But what I like about all of this, is I heard my husband telling him very quietly, that if he liked boys he was going to be good with it. He would still love him. And my son must have been shocked because who would expect his father to be so open.

And of course, my daughter choose to go to an all girls college, where about 1/3 or more of the population is gay.


----------



## Runs like Dog (Feb 25, 2011)

I'm a big proponent of single sex schooling. And if your daughter is going to a women's college that's 1/3rd gay that's probably below average. LUGs.


----------



## brooklynAnn (Jun 29, 2015)

Runs like Dog said:


> I'm a big proponent of single sex schooling. And if your daughter is going to a women's college that's 1/3rd gay that's probably below average. LUGs.


Do you think so? Maybe, it more. Because I swear I have never seen so many handsome girls anywhere else. You have to like do a double take and reset your mind, every time you see one. :grin2:

It's nature and nurture. Some people are born and some people were made. It's not only LGTB alone, it's criminals, smart people, lazy people. We are all a product of both nature and our environment.


----------



## Fozzy (Jul 20, 2013)

brooklynAnn said:


> Do you think so? Maybe, it more. Because I swear I have never seen so many handsome girls anywhere else. You have to like do a double take and reset your mind, every time you see one. :grin2:
> 
> *It's nature and nurture. Some people are born and some people were made. It's not only LGTB alone, it's criminals, smart people, lazy people. We are all a product of both nature and our environment*.


Agree completely.


----------



## Anon Pink (Jan 17, 2013)

Childhood trauma does NOT correlate with homosexuality. Nurture does NOT affect a person's sexual orientation nor their sexual identity. A boy who nurtures his trucks and wraps his action figures in a blanket to cradle them is not a budding homosexual any more than a girl who plays very aggressively and refuses to have her hair brushed.

How a person is nurtured can, however, modify how that child eventually comes to learn their particular orientation or identity. Some kids know very early they are very different, while other kids don't figure it out until they reach adulthood.

My daughter was a girly girl if every there was one, though she did like sports.

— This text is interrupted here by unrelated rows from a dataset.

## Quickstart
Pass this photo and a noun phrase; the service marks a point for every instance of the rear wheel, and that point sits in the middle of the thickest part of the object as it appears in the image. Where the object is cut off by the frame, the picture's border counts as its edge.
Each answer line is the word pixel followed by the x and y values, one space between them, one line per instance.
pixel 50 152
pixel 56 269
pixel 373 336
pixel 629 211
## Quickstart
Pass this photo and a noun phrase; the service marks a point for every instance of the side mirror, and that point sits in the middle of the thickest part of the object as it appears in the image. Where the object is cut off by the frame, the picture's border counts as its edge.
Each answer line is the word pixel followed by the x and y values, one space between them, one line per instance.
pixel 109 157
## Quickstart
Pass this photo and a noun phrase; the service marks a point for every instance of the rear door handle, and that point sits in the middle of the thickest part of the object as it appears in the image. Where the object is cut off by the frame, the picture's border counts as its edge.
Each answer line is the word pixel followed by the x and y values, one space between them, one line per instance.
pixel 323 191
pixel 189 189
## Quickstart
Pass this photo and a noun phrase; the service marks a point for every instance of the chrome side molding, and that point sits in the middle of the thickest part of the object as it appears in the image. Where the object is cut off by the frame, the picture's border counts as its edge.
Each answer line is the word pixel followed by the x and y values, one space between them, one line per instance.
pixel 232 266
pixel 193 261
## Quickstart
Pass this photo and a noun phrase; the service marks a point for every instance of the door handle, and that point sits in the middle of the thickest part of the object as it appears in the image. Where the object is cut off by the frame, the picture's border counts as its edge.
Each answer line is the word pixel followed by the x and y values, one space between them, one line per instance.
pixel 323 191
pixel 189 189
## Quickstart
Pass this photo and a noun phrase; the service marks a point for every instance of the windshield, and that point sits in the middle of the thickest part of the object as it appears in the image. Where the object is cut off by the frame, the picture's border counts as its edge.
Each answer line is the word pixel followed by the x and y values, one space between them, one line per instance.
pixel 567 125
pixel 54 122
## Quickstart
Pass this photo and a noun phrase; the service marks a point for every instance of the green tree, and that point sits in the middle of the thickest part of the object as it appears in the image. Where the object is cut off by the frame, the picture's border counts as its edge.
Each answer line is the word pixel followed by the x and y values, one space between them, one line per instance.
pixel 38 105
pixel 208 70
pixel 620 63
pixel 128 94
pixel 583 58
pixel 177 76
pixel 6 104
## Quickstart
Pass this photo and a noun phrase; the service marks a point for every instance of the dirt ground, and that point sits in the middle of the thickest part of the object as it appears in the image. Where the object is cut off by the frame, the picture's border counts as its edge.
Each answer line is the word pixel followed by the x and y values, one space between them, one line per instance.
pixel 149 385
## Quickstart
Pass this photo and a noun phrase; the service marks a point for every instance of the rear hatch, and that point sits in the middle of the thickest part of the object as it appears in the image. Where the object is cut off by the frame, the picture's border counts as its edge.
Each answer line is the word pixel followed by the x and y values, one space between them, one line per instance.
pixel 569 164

She liked quite cooperative games and toys, she liked art stuff and craft stuff, she loved having her hair brushed or curled or braided...just loved someone playing with her hair. She never liked boy, never liked playing with boys and could never tolerate their rough and tumble ways. Her favorite color was and still is pink. She recognized in college she felt different from other girls because she wanted nothing to do with boys and by this time she knew her lack of crushes on boys was not due to hating how rough and tumble Nd boisterous boys are. But still ...she didn't have crushes on girls. She thought she was unable to feel romantic love since she never felt a romantic crush. Finally she met the woman who would become her wife and she recognized that her past best best friends were actually crushes. Meeting her wife made her heart go pitter patter and affection with this woman woke up other parts that had never been activated before.

If nurturing actually COULD affect a person's sexual identity, there wouldn't be very many homosexuals in most cultures with strict expectations on masculinity and femininity. Right?


----------



## Fozzy (Jul 20, 2013)

Does it really matter though? Does it matter if it's nature or nurture? Does one make it more valid and acceptable to be gay than the other? I don't think so.


----------



## norajane (Feb 7, 2012)

Fozzy said:


> Does it really matter though? Does it matter if it's nature or nurture? Does one make it more valid and acceptable to be gay than the other? I don't think so.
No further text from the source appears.